Bloomington, Ind.–On Wednesday, a Federal District Court ruled in favor of the City of Bloomington in Schooner Creek Farms v City of Bloomington. The court rejected all the claims brought by the plaintiffs, awarding summary judgment to the City, Parks Administrator Paula McDevitt, and former Farmers’ Market Coordinator Marcia Veldman. The plaintiffs had alleged during the 2019 Bloomington Community Farmers’ Market season the City’s actions restrained their free speech, limited their freedom to associate, and violated the equal protection and due process clauses of the constitution.

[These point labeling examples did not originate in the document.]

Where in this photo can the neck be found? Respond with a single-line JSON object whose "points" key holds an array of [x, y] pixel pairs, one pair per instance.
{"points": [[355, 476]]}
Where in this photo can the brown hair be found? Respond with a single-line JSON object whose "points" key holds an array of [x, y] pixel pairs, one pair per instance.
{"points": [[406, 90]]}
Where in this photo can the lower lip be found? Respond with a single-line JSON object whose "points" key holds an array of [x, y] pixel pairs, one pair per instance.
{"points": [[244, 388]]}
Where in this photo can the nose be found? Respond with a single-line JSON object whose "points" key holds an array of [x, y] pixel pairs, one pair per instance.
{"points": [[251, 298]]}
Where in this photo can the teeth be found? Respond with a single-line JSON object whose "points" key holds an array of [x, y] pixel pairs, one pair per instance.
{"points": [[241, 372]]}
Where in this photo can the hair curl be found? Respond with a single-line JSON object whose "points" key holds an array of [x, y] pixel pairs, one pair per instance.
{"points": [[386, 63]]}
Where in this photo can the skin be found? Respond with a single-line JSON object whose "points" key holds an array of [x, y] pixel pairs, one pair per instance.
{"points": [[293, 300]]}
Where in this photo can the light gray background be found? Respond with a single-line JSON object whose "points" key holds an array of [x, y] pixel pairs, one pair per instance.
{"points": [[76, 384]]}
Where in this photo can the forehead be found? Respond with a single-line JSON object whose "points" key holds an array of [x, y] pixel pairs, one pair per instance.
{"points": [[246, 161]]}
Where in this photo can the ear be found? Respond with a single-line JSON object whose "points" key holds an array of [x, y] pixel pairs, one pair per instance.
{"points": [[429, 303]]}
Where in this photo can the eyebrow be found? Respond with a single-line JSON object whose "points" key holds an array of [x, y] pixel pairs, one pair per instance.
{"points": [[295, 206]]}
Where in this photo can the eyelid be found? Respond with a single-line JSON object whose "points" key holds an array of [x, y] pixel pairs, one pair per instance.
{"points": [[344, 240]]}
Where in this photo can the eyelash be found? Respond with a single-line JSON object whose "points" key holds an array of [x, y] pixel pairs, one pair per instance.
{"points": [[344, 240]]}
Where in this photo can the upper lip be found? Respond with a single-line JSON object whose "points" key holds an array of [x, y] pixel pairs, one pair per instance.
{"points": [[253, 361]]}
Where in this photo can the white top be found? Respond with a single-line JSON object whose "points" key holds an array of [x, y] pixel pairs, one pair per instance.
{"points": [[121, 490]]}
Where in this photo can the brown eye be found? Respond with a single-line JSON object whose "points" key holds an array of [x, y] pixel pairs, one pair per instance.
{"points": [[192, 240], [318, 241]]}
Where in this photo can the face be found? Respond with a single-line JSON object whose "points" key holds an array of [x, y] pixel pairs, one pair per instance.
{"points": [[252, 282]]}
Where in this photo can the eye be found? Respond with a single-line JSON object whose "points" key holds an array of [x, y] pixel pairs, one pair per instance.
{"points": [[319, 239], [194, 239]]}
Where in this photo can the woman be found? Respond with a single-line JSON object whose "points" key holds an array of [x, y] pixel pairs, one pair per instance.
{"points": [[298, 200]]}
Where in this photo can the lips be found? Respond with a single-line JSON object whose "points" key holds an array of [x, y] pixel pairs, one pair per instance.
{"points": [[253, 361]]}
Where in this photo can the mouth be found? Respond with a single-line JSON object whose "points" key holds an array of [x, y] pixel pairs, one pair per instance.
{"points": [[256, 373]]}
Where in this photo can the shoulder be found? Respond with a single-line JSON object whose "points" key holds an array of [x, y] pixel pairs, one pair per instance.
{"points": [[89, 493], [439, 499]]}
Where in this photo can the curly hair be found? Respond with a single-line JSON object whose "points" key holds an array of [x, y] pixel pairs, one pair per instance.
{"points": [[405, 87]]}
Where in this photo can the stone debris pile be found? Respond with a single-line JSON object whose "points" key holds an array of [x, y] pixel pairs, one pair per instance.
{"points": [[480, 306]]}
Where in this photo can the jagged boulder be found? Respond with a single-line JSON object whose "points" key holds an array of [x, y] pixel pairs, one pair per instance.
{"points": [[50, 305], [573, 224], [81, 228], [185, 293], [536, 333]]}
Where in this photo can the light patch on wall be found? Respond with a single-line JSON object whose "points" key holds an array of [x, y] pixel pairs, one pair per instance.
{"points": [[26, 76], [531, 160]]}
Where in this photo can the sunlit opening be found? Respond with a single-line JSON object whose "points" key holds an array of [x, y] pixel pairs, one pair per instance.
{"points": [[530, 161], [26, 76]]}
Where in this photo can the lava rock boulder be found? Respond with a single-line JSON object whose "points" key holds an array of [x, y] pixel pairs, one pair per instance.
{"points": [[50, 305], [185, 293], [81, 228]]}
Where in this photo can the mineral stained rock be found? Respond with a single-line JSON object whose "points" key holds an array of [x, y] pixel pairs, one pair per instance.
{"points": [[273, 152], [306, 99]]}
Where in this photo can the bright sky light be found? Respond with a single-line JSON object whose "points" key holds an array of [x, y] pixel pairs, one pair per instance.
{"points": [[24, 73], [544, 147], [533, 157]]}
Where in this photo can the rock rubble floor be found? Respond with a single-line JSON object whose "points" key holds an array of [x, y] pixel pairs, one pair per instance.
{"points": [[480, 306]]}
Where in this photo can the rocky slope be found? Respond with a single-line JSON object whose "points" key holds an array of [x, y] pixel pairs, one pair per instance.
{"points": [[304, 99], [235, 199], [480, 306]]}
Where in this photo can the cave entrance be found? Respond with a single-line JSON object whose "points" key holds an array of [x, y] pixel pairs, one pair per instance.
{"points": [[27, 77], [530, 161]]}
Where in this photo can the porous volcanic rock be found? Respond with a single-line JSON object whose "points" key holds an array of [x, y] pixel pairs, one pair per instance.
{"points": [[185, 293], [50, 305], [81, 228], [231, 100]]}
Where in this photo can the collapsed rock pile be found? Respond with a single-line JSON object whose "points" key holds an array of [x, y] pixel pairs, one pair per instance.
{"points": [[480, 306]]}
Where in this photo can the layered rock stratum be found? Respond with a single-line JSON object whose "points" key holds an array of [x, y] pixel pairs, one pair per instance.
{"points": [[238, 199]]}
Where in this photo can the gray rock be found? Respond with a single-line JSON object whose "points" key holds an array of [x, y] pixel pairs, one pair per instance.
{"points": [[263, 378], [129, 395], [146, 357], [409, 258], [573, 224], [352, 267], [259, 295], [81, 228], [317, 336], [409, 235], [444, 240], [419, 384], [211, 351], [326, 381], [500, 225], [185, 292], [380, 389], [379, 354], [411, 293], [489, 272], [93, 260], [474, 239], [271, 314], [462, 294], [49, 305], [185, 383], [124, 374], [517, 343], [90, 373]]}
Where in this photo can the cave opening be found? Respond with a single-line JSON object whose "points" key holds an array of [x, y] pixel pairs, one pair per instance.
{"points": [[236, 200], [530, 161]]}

“We are gratified that Judge Richard Young confirmed the City’s actions during the 2019 market season were appropriate to protect the integrity of the market, the safety of visitors to the market, and the constitutional rights of everyone involved—including strong voices of activism within our community,” said Mayor John Hamilton. “Our Community Farmers’ Market is one of Bloomington’s most treasured community assets. During the last three unusual years, I am extremely proud of how our staff, especially Paula McDevitt and Marcia Veldman, have diligently navigated various challenges to ensure that our community can continue to enjoy the market. Wednesday’s ruling confirms that we have been appropriately stewarding the market as we look forward to the beginning of the 2022 market season.”

In his ruling, District Court Judge Richard Young rejected each of the plaintiffs’ wide-ranging allegations. Judge Young concluded that “the City regularly enforced the market rules” and determined that in those instances where the City did not act to restrict behavior in the market, it did so “precisely to avoid violating the First Amendment.”  

Simultaneously with his order granting the City’s motion for summary judgment, Judge Young also denied a cross-motion for summary judgment filed by Dye and Mackey. The plaintiffs, Sarah Dye, Douglas Mackey, and Schooner Creek Farms have thirty days from the date the judgment is entered to file an appeal with the Seventh Circuit Court of Appeals.